Alexei Kozlov, Russia's jazz legend of several decades, will headline an international festival which opens on Thursday.

Called "Petersburg Jazz Spring '96," the festival will also feature bands and musicians from St Petersburg, Great Britain, Switzerland, Germany, France, the US and Cuba.

The 60-year-old Kozlov started to play saxophone in 1957, during the International Festival of Youth and Students in Moscow. Sporting narrow trousers, Ivy-League haircuts and dropping names like Charlie Parker and Dizzy Gillespie, they were the times' silent dissidents.

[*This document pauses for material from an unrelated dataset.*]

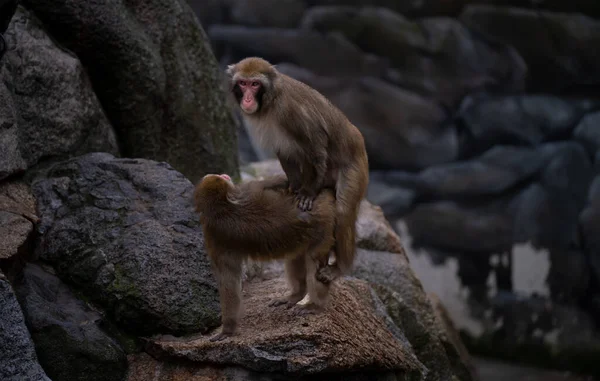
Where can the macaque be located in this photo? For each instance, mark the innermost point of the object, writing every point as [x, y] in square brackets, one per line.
[259, 220]
[315, 143]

As times changed, Kozlov became a hippy for a while, performing "Jesus Christ Superstar" at underground gigs, got involved in jazz rock, forming the fusion band Arsenal and, finally, started to experiment with electronic music using his IBM 486 computer.

The festival's other highlights are trumpet player Vyacheslav Gaivoronsky and double bass player Vladimir Volkov, who became famous as an improvised jazz duo, but now present separate projects.

The festival is organized by the Olbi Jazz Club, which opens the same day with a concert by Britain's Bill Skeet on sax.

The Olbi Jazz Club has grown out of the now-defunct New Jazz Club, formerly located in the Tavrichesky Gardens.

Festival performers will also be playing every night at the Olbi Jazz Club on Shpalernaya Ulitsa.